M Rola-Pleszczynski and J Stankova

Abstract

Leukotriene B4 (LTB4) is a potent lipid mediator of inflammation, and some of its bioactivities may involve inflammatory cytokines. Moreover, it may participate in myelopoiesis, either directly or via the induction of cytokines and growth factors. When human monocytes were cultured in the presence of graded concentrations of LTB4, significant stimulation of production of bioactive and immunoreactive interleukin-6 (IL-6) was observed. Nanomolar concentrations of LTB4 were optimal and the LTB4 receptor antagonist LY 255283 could block its activity. The omega-oxidation products of LTB4, 20-OH-LTB4 and 20-COOH-LTB4, were only 22% and 2% effective, respectively. LTA4 was also effective in stimulating IL-6 production, but only at micromolar concentrations, whereas 5-HETE and 12-epi-LTB4 were ineffective. The signaling induced by LTB4 did not seem to involve protein kinase C or A, but rather a tyrosine kinase, as suggested by its inhibition with genistein. LTB4 induced an accumulation of IL-6 messenger RNA (mRNA) in treated monocytes with a dose-response similar to that of IL-6 protein production.
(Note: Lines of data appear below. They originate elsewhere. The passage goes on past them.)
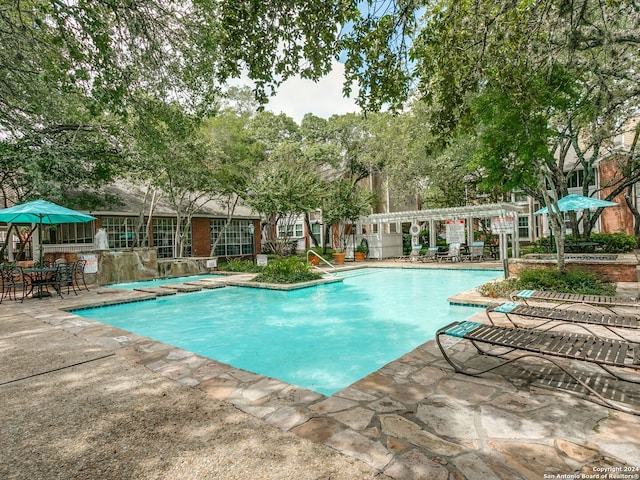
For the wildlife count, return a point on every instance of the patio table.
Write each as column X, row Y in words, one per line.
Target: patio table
column 42, row 278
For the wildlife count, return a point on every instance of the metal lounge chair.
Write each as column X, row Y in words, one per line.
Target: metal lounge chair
column 562, row 298
column 521, row 343
column 453, row 255
column 430, row 256
column 476, row 252
column 583, row 318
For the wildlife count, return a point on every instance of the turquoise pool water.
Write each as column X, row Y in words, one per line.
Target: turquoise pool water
column 322, row 338
column 157, row 282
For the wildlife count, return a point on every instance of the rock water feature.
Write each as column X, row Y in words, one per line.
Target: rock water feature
column 116, row 266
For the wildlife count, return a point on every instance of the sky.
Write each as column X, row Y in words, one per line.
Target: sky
column 297, row 97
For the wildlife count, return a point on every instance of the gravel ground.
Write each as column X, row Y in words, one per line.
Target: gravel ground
column 111, row 419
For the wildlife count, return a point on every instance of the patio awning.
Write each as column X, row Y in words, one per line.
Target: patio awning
column 473, row 211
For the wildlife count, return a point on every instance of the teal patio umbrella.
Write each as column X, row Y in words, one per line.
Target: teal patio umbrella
column 577, row 202
column 42, row 213
column 574, row 202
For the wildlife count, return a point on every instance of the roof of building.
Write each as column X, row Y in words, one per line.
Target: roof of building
column 135, row 196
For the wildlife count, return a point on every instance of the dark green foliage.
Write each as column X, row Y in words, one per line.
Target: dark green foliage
column 615, row 242
column 577, row 281
column 287, row 270
column 236, row 265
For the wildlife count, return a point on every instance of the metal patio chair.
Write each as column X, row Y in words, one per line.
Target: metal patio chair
column 512, row 344
column 583, row 318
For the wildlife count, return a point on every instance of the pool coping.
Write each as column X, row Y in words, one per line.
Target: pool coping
column 391, row 419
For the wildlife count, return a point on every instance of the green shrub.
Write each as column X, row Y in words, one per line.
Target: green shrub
column 615, row 242
column 576, row 281
column 498, row 289
column 287, row 270
column 237, row 265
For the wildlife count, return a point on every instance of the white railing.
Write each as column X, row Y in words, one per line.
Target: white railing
column 311, row 252
column 68, row 247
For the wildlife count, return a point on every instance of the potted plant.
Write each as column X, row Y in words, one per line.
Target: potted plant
column 361, row 252
column 338, row 256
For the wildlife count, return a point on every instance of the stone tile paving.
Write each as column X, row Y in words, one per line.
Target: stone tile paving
column 412, row 419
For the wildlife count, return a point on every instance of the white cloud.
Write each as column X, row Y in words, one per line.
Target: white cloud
column 297, row 97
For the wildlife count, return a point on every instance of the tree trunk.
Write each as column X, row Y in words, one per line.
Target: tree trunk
column 634, row 211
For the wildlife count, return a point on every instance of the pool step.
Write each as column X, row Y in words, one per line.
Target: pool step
column 160, row 292
column 207, row 284
column 182, row 287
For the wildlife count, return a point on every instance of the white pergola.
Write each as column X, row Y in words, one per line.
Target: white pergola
column 420, row 217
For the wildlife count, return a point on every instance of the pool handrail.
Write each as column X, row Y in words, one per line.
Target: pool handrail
column 312, row 252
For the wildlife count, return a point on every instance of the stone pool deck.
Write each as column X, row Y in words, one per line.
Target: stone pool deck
column 412, row 419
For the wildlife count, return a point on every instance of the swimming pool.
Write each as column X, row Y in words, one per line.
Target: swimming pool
column 157, row 282
column 322, row 338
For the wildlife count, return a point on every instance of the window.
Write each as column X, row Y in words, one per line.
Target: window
column 576, row 179
column 236, row 239
column 523, row 227
column 316, row 231
column 520, row 197
column 292, row 230
column 122, row 232
column 70, row 233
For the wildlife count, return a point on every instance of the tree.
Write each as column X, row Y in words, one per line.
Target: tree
column 176, row 160
column 570, row 80
column 283, row 189
column 343, row 203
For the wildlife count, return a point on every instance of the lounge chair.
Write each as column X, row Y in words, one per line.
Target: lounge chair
column 520, row 343
column 476, row 252
column 585, row 318
column 453, row 255
column 430, row 256
column 563, row 298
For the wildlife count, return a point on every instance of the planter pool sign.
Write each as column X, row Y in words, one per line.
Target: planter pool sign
column 501, row 225
column 455, row 231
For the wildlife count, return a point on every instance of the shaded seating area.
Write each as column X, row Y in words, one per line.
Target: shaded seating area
column 562, row 298
column 452, row 255
column 567, row 352
column 547, row 315
column 475, row 252
column 19, row 282
column 13, row 282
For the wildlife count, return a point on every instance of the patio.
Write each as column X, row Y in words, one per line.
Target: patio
column 140, row 409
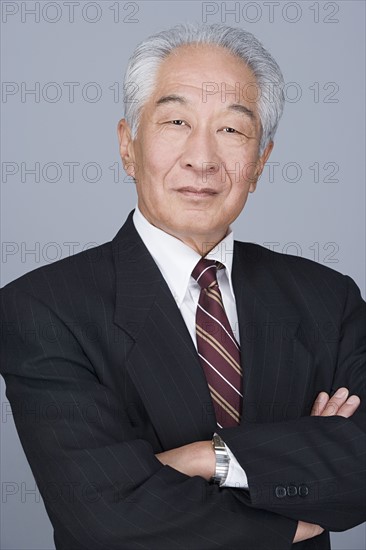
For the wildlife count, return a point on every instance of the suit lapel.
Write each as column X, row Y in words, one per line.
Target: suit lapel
column 163, row 362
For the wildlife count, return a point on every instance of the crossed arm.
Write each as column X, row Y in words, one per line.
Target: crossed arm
column 198, row 458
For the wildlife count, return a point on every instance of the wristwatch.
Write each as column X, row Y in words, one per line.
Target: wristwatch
column 222, row 460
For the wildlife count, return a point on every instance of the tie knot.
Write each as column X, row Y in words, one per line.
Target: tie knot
column 205, row 272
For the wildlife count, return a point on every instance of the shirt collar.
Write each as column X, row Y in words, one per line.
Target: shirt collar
column 175, row 259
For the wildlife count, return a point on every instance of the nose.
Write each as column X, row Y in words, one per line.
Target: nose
column 200, row 153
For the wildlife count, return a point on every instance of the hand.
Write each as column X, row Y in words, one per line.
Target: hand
column 307, row 531
column 338, row 405
column 195, row 459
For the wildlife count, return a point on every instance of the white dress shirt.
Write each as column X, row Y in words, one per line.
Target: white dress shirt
column 176, row 261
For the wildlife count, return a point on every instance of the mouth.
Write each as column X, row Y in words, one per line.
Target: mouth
column 204, row 192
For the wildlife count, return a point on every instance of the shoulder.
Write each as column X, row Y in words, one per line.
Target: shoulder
column 282, row 264
column 301, row 280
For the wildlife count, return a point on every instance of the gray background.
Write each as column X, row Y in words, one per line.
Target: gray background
column 310, row 200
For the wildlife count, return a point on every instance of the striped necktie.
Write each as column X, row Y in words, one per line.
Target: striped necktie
column 217, row 348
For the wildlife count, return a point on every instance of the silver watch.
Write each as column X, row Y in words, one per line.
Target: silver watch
column 222, row 460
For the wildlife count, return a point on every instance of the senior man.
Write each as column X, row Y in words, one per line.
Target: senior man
column 174, row 428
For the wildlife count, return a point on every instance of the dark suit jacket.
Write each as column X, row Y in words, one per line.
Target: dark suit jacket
column 101, row 373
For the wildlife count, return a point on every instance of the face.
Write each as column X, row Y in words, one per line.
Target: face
column 196, row 154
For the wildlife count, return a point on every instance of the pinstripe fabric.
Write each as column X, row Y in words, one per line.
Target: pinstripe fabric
column 218, row 351
column 101, row 374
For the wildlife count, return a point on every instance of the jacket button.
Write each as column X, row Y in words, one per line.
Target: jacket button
column 280, row 491
column 303, row 490
column 292, row 490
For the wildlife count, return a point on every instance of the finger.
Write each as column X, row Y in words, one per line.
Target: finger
column 320, row 404
column 349, row 407
column 335, row 402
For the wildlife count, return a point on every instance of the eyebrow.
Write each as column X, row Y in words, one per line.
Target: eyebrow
column 170, row 99
column 236, row 107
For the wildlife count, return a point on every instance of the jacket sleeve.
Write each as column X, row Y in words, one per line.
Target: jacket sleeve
column 314, row 468
column 101, row 484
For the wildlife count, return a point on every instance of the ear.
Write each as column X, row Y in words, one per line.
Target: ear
column 126, row 147
column 260, row 165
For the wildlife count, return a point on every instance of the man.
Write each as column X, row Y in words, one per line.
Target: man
column 135, row 345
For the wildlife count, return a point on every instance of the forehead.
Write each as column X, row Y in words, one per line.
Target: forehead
column 200, row 67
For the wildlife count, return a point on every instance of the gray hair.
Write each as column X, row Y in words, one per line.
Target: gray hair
column 144, row 63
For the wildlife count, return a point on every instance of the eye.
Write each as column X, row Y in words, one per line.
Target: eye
column 229, row 130
column 177, row 122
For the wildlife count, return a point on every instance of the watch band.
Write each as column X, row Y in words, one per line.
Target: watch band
column 222, row 460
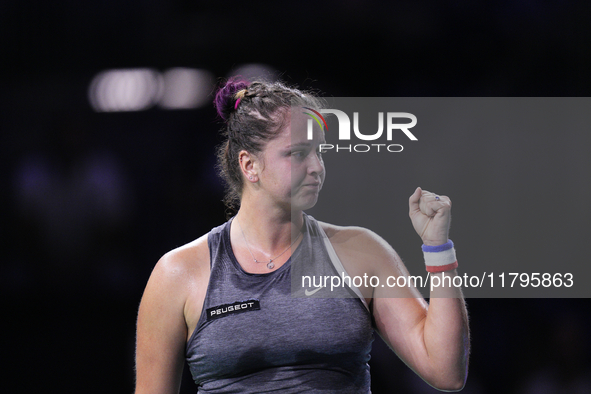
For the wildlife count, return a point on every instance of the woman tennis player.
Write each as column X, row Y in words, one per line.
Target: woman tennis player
column 225, row 303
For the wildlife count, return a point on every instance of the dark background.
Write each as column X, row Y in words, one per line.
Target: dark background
column 78, row 249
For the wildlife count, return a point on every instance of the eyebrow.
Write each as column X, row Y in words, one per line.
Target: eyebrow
column 303, row 145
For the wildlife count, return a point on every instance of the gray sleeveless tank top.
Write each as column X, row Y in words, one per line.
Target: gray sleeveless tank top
column 253, row 336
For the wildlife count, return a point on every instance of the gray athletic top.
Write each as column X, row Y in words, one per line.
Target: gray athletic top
column 253, row 336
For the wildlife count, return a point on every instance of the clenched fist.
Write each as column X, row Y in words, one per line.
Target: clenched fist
column 430, row 215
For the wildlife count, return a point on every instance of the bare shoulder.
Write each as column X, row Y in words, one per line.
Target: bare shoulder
column 355, row 237
column 359, row 244
column 185, row 261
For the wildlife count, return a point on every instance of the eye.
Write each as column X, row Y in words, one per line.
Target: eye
column 298, row 154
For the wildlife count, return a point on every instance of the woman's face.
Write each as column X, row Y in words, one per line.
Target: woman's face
column 293, row 170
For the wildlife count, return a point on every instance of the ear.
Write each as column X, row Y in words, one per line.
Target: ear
column 248, row 165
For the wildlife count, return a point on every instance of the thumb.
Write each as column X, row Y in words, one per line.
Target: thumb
column 413, row 201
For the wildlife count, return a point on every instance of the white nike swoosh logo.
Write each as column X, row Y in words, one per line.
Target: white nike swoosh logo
column 309, row 293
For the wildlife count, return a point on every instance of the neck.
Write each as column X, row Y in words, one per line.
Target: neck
column 268, row 230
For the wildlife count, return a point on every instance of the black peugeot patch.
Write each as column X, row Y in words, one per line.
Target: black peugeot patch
column 232, row 309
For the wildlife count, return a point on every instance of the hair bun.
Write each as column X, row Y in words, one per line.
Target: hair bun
column 224, row 99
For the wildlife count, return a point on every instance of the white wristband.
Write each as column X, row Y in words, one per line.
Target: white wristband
column 440, row 258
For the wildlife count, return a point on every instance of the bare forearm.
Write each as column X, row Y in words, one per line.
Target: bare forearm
column 446, row 334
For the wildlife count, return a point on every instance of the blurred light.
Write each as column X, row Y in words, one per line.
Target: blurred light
column 125, row 90
column 256, row 71
column 186, row 88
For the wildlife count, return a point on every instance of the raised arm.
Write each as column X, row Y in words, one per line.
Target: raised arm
column 161, row 329
column 432, row 339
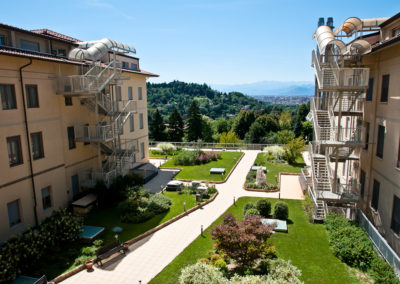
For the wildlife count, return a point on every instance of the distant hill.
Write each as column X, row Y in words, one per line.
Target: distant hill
column 270, row 88
column 214, row 104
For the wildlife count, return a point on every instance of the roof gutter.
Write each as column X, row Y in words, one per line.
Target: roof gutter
column 28, row 141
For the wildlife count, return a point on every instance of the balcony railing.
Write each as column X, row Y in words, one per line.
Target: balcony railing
column 94, row 133
column 337, row 78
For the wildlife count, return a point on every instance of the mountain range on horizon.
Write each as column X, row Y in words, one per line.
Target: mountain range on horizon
column 269, row 88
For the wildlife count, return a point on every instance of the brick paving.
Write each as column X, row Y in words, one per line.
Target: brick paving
column 147, row 259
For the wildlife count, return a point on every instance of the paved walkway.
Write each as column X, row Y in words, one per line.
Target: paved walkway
column 146, row 260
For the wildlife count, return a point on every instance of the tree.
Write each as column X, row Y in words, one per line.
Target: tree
column 293, row 149
column 195, row 122
column 284, row 136
column 244, row 241
column 243, row 122
column 175, row 131
column 307, row 130
column 268, row 122
column 256, row 133
column 157, row 127
column 222, row 125
column 207, row 132
column 229, row 137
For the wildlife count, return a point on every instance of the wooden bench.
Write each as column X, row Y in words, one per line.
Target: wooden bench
column 108, row 250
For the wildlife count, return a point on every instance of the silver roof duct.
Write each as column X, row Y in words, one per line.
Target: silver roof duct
column 354, row 24
column 325, row 37
column 94, row 50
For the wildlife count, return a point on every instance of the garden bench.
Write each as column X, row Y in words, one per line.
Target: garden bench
column 108, row 250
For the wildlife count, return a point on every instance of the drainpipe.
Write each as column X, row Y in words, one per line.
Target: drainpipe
column 28, row 141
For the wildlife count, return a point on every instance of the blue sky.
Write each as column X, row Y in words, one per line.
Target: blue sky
column 209, row 41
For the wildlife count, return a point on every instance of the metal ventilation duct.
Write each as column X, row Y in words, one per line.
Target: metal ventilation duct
column 94, row 50
column 325, row 37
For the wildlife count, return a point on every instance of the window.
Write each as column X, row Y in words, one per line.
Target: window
column 385, row 88
column 75, row 184
column 3, row 40
column 140, row 93
column 14, row 151
column 370, row 90
column 125, row 64
column 118, row 91
column 381, row 141
column 37, row 145
column 14, row 214
column 375, row 195
column 131, row 128
column 130, row 96
column 142, row 150
column 29, row 45
column 396, row 215
column 366, row 135
column 68, row 101
column 141, row 121
column 71, row 137
column 362, row 183
column 46, row 198
column 32, row 100
column 398, row 156
column 8, row 97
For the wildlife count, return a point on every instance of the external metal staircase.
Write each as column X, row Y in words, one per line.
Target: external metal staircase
column 93, row 88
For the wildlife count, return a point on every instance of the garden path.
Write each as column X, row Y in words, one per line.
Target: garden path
column 145, row 261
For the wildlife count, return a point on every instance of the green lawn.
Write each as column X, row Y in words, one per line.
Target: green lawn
column 109, row 218
column 153, row 154
column 306, row 245
column 275, row 168
column 202, row 172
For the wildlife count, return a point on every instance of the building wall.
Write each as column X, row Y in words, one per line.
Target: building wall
column 52, row 118
column 384, row 170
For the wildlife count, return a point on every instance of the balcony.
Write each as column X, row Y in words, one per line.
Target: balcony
column 331, row 77
column 94, row 133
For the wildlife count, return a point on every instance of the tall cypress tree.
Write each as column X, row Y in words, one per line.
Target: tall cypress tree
column 195, row 122
column 175, row 131
column 157, row 126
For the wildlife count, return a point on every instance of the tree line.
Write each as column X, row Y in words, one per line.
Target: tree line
column 274, row 124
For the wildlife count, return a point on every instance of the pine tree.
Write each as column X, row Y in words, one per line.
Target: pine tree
column 195, row 122
column 175, row 131
column 157, row 126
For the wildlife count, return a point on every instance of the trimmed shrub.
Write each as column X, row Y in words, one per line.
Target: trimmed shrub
column 281, row 211
column 247, row 206
column 252, row 212
column 264, row 207
column 201, row 273
column 159, row 203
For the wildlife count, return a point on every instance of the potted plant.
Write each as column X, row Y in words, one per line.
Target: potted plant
column 89, row 265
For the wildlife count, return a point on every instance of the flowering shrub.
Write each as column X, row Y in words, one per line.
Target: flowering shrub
column 18, row 254
column 196, row 158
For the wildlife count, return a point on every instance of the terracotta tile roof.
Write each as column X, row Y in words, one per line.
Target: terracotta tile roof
column 55, row 35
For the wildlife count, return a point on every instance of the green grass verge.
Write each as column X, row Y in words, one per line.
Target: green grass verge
column 109, row 218
column 275, row 168
column 306, row 245
column 202, row 172
column 152, row 154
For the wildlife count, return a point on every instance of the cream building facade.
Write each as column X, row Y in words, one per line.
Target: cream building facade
column 57, row 138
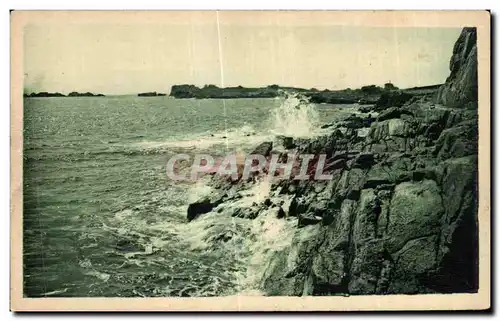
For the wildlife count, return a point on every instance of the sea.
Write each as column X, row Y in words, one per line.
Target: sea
column 102, row 219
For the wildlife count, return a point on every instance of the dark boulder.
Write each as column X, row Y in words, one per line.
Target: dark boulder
column 202, row 206
column 460, row 88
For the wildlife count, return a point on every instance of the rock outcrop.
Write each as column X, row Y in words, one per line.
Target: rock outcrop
column 460, row 89
column 399, row 215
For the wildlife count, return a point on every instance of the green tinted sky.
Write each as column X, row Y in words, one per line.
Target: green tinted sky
column 122, row 57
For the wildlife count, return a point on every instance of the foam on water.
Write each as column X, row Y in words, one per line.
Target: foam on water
column 295, row 116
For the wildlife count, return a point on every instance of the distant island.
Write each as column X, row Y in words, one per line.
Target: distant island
column 365, row 95
column 56, row 94
column 151, row 94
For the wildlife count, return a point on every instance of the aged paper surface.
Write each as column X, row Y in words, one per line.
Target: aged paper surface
column 102, row 226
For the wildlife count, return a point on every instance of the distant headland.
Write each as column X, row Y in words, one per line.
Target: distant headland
column 56, row 94
column 365, row 95
column 151, row 94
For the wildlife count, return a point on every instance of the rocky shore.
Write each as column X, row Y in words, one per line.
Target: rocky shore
column 57, row 94
column 364, row 95
column 399, row 215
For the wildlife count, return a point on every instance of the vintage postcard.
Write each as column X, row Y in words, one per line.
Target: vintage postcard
column 250, row 160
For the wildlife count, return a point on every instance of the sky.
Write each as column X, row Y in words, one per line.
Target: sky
column 125, row 57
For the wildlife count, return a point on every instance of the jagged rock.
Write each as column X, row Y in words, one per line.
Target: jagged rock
column 308, row 219
column 280, row 212
column 364, row 160
column 460, row 88
column 399, row 215
column 203, row 206
column 298, row 206
column 393, row 112
column 392, row 99
column 415, row 207
column 247, row 212
column 458, row 247
column 458, row 141
column 286, row 141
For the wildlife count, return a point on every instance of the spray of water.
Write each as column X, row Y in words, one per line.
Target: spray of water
column 295, row 117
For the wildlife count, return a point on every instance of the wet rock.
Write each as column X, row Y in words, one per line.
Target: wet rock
column 286, row 141
column 458, row 141
column 393, row 112
column 460, row 88
column 308, row 219
column 263, row 149
column 203, row 206
column 392, row 99
column 415, row 207
column 280, row 213
column 247, row 212
column 298, row 206
column 364, row 160
column 128, row 245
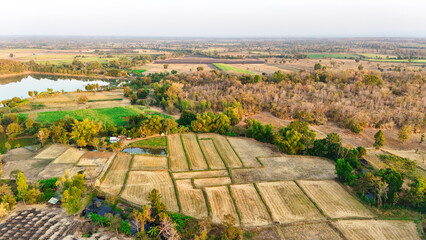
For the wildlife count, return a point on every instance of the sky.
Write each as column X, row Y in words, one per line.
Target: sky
column 219, row 18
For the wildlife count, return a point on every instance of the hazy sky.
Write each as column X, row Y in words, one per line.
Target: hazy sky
column 218, row 18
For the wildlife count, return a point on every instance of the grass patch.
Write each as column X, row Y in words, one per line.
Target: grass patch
column 154, row 142
column 333, row 55
column 226, row 67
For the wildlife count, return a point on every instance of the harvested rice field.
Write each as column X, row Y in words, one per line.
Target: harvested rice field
column 178, row 161
column 192, row 200
column 309, row 231
column 334, row 200
column 249, row 149
column 377, row 229
column 53, row 151
column 212, row 157
column 221, row 203
column 140, row 183
column 146, row 162
column 250, row 206
column 287, row 202
column 114, row 179
column 71, row 155
column 208, row 182
column 193, row 152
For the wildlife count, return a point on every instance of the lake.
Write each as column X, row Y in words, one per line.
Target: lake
column 19, row 86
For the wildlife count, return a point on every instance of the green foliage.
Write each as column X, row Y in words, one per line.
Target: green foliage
column 344, row 171
column 379, row 139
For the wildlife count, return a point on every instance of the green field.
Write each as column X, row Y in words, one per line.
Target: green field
column 333, row 55
column 226, row 67
column 113, row 115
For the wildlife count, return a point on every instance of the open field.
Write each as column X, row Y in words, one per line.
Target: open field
column 71, row 155
column 250, row 206
column 377, row 229
column 94, row 158
column 208, row 182
column 141, row 183
column 193, row 152
column 287, row 202
column 178, row 161
column 230, row 68
column 212, row 157
column 145, row 162
column 308, row 231
column 225, row 150
column 221, row 203
column 249, row 149
column 334, row 200
column 192, row 200
column 287, row 167
column 52, row 151
column 116, row 174
column 200, row 174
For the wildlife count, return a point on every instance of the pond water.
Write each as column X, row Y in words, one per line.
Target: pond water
column 19, row 86
column 138, row 150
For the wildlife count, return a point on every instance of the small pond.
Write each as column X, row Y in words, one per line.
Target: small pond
column 139, row 150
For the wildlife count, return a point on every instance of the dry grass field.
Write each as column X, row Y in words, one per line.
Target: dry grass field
column 200, row 174
column 377, row 229
column 52, row 151
column 286, row 168
column 192, row 200
column 287, row 202
column 248, row 149
column 225, row 150
column 209, row 182
column 177, row 156
column 250, row 206
column 115, row 177
column 221, row 203
column 333, row 199
column 94, row 158
column 212, row 157
column 193, row 151
column 140, row 183
column 71, row 155
column 145, row 162
column 309, row 231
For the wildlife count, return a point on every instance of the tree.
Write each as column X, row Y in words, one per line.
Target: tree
column 21, row 184
column 42, row 135
column 344, row 171
column 379, row 139
column 404, row 133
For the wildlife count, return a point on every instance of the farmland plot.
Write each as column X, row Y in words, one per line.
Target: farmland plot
column 249, row 149
column 287, row 202
column 335, row 201
column 221, row 203
column 71, row 155
column 252, row 210
column 141, row 183
column 145, row 162
column 308, row 231
column 116, row 175
column 377, row 229
column 200, row 174
column 177, row 155
column 212, row 157
column 225, row 150
column 193, row 151
column 208, row 182
column 192, row 200
column 53, row 151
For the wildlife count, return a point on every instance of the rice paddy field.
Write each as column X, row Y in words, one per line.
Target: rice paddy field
column 226, row 67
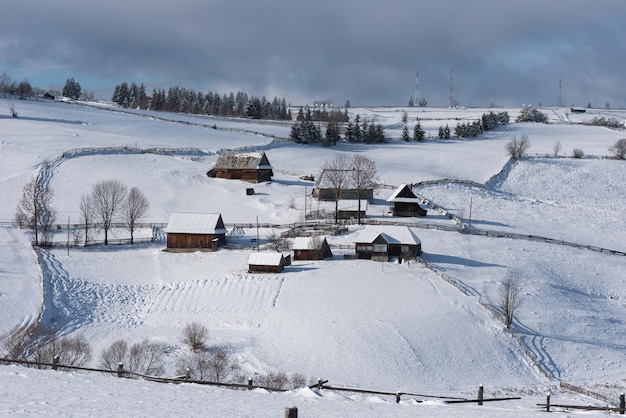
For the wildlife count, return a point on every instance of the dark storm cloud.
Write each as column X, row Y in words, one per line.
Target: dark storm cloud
column 367, row 52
Whereas IL-6 mRNA half-life in untreated cells was approximately 1 hour, it was extended to 3 hours in LTB4-treated monocytes. Moreover, nuclear transcription of IL-6 mRNA was augmented at 30 minutes by a factor of 5 in LTB4-treated cells. Pretreatment of cells with cyclohexamide before exposure to LTB4 superinduced IL-6 message expression, but partially inhibited the effect of LTB4 on IL-6 mRNA accumulation, suggesting that newly synthesized proteins may be involved in the transcriptional activation of the IL-6 gene by LTB4. These findings constitute a first demonstration that LTB4 stimulates IL- 6 production and that the underlying mechanisms involve both increased IL-6 gene transcription and message stabilization. This may constitute an important mechanism through which rapidly produced mediators may modulate the subsequent production of regulatory or growth-promoting cytokines.